Antarctica.
Nine months. I suppose it doesn’t seem like the longest time in the world,
until you really think about how much happens. It’s enough for an entirely new
human being to develop and be born. Nine months to exist. And yet I feel like the last nine months is when I’ve
finally felt like it.
I came home and realized the truth.
Everything had changed – to me. But
everything here was exactly the same as I’d left it. Family and friends
behaving the same as they always had, the same problems they work hard to chip
away at until solved. I put on the best face I knew they liked to see, but deep
down it was I who had changed completely.

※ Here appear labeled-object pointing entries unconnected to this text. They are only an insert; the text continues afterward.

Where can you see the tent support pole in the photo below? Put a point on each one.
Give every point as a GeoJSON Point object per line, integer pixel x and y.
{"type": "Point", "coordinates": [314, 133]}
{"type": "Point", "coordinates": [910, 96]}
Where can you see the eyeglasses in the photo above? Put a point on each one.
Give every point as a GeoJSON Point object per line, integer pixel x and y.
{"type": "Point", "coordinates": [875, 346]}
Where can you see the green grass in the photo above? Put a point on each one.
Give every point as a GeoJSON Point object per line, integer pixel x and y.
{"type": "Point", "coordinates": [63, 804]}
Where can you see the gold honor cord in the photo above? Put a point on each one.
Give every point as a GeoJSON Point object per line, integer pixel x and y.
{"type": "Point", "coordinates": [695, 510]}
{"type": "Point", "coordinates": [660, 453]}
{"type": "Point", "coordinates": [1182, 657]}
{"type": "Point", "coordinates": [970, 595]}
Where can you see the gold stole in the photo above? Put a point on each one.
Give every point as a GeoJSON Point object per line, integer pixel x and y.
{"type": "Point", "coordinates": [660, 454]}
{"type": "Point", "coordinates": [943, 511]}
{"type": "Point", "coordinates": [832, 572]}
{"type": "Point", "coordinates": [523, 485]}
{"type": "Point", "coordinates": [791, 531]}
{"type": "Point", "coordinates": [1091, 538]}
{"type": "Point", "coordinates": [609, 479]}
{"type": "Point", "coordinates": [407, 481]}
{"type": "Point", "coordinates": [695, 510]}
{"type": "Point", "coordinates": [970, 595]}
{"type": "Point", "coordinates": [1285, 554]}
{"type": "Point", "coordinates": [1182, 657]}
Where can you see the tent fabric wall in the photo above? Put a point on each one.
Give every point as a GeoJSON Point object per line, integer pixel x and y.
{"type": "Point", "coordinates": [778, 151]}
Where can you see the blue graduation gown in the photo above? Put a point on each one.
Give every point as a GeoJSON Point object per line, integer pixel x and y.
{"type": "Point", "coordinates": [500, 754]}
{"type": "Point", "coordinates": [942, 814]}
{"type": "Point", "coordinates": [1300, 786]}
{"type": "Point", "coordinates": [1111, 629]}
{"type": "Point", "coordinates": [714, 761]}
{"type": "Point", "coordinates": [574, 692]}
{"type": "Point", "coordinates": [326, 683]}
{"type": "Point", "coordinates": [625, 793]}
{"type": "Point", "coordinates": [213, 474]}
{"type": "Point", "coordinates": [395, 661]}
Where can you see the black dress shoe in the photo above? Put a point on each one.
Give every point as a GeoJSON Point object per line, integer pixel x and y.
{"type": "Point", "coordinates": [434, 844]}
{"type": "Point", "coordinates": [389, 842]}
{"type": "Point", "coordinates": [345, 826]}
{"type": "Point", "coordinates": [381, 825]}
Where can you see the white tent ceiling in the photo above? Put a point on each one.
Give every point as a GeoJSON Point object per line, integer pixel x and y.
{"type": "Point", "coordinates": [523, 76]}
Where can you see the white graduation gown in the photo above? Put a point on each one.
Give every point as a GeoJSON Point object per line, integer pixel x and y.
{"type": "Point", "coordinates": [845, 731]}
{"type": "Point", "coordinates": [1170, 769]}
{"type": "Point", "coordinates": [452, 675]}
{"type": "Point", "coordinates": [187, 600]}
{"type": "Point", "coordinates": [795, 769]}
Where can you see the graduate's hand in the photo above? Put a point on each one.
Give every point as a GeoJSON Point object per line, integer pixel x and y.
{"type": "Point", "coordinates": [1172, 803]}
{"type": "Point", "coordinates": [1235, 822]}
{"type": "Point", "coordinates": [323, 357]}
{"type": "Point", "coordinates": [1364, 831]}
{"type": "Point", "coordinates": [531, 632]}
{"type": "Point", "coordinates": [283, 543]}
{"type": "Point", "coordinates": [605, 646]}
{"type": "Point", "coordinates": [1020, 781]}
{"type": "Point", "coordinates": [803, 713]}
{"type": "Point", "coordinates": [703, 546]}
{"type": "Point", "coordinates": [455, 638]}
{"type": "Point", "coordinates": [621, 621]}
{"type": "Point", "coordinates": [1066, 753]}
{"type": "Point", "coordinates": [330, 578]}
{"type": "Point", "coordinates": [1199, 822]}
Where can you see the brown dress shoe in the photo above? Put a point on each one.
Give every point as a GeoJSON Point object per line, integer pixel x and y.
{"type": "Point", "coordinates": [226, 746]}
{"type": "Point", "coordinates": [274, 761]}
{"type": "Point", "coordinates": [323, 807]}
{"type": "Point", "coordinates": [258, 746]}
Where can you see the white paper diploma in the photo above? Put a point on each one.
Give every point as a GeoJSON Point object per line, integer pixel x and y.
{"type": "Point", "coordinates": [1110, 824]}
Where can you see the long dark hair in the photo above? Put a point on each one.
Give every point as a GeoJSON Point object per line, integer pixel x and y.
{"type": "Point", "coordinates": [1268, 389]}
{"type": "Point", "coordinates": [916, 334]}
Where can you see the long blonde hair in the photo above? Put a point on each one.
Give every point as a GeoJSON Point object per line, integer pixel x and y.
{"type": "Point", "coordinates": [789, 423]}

Being out in the Antarctic when it
was hospitable was an awe-inspiring experience; when inhospitable, it was
intensely humbling. There nature is so raw, barely touched by mankind, left to
its own devices, beauty isn’t the exception,
it’s not an option, it is the only choice. Beauty is all that land is,
and to attempt to chain it in the society of mankind is your own undoing.
One of my nights there I stepped outside
and looked up at the stars, and damn near felt like I’d have fallen up into
space if I’d have jumped. There is nothing on that continent but majesty, after
nine months there that’s what I can tell you people research down there. Dress
it up in whatever science or math you like, but Antarctica is an embodiment of
this universe. What those people down there are studying is art, plain and
simple.
From the few species of animal life
that capably survive it to the abandoned whaling cities that evidence our
inability to handle what nature is, I learned who I am down there without
society telling me who to be.
I learned that I am a human being
who gives a great big damn about this world that we human beings so desperately
need. As a species we walk around like the mountains and wildlife were left
here to decorate our path, but the closer we get to bleeding the planet dry the
more I realize we aren’t hurting it at all.
We’re the ones that put value in a
handful of resources that it produces, we’re the ones that go around saying we
have to keep the earth in good shape for our children for generations to come;
yet we can’t guarantee our bloodlines will continue, and we can’t guarantee we
can change anything for this earth.
This earth doesn’t need us any more
than we need a diamond on our finger. Watching the wind blow the snow against a
herd of penguins tells you all you need to know. This earth has a beautiful,
terrible personality that is as expressive as it is apathetic to the creatures
that eke out a living over its surface. The earth doesn’t evolve to us, we have
to evolve to it, and I think that right there is exactly what people shouldn’t
ever forget.
I learned a lot about being a human
being there, about how I think about everything and yet it’s all so trivial
when you imagine how we’ll all be dead and eventually the human race will also
be dead and everything that we think is important won’t matter to anyone. There
won’t be anyone for it to matter. And
perhaps it’s just as well.
Everything ends, and I’m just here
to enjoy it while I can, while there’s something to enjoy. I watched the penguins and other life there, and now that
I’m back I more carefully observe animals here too. They’re all the same,
really. They’re not out to war with each other over things they’ve made up in
their minds. They find no importance in anything they don’t directly need.
I’ve grown to think of myself simply
as a mammal on this earth, looking for my own place to be, and to be myself
within it. I exist, and if that isn’t enough for anyone, then what is?